It wouldn’t be a year in DevOps if it wasn’t filled with thrilling support issues, infrastructure blunders and unexpected situations in regards to the current world situation. During the old days, I had a feeling that the Internet was always running. Ever since I joined the workforce, I was proven time and time again that the Internet is fragile and it has problems. Just this year, GCP reported 121 issues.
But let’s be honest. If you are reading this, you are most probably someone who is working as SRE or as a DevOps engineer. All of us are doing this job not because it is easy but because it is hard. We like the challenge, the feeling that we are able to fix something. Who else can say that about their job?

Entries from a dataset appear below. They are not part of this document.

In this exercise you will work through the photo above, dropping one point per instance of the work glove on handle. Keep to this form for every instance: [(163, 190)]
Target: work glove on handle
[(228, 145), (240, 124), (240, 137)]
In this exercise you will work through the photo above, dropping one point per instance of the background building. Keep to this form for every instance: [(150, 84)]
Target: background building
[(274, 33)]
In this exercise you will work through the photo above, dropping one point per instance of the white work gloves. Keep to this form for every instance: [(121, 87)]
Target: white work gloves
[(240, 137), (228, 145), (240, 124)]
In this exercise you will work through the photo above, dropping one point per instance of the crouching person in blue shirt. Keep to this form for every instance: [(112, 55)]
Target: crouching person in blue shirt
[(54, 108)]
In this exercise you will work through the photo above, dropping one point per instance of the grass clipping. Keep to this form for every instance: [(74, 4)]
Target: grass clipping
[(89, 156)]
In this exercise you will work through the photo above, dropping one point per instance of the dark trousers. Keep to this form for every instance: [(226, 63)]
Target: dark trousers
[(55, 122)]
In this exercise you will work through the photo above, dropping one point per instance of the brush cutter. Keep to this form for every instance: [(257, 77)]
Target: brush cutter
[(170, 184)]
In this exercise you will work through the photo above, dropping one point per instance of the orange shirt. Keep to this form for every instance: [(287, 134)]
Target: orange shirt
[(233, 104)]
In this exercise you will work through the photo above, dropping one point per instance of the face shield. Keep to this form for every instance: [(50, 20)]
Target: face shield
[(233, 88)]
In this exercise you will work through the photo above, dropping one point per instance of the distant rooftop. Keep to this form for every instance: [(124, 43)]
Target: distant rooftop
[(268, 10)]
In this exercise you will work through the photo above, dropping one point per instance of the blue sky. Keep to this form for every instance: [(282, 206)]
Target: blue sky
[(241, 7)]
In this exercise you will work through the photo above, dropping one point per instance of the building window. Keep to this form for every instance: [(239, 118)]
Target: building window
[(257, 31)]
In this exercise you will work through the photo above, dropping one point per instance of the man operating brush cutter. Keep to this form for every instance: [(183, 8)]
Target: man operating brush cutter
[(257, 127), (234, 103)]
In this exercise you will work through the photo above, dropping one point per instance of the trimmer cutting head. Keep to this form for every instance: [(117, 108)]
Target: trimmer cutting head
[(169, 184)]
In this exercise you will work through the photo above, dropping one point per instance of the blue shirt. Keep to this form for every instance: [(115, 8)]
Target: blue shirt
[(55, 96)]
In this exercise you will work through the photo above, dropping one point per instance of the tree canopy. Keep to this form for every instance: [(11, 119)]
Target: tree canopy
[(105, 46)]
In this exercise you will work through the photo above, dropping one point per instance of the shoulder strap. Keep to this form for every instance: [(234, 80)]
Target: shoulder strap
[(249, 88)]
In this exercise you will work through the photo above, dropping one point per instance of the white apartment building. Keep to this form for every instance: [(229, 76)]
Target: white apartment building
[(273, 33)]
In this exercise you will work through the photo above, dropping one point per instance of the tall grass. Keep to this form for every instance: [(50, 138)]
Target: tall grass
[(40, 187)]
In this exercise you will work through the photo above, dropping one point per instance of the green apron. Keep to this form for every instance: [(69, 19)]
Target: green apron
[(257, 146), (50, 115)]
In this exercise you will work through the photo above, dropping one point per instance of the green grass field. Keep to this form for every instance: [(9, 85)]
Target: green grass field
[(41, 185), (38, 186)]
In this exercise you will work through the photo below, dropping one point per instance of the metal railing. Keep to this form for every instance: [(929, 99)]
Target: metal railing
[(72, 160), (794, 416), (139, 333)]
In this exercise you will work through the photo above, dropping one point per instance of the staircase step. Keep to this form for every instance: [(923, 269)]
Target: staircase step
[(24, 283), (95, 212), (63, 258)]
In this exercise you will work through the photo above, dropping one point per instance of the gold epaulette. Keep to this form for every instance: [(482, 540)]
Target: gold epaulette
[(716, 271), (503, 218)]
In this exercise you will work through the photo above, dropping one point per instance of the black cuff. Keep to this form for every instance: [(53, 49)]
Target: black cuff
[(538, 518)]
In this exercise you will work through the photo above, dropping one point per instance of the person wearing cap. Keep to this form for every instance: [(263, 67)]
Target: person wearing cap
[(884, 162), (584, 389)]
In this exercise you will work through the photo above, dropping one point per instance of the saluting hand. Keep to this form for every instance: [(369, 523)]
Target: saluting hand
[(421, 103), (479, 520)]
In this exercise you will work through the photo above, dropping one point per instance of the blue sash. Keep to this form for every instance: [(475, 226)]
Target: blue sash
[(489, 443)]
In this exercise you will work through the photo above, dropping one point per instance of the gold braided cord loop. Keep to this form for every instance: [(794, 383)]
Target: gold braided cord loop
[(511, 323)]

This year we faced a lot of challenges. I am happy to say my team passed all of them with flying colours. Even though our team lost almost half of its members to the new Ackee branch, we were still able to manage. Two out of five of our colleagues chose to switch to the Ackee Blockchain. We tried our best to support their professional decision even though sometimes it meant a lot of sacrifices. But we managed! For that, I am grateful. I guess it’s Ackee's priority to make all the employees work in the field they find most important.
But how well and how many issues did the DevOps department manage to handle? Let’s see:
Ackee DevOps 2021 in numbers
DevOps provide not only support. We should work at least for more than 50 % of our time on something creative. It is vital for our mental health to create new things. Those could be related to automation, programming itself or just to improve documentation.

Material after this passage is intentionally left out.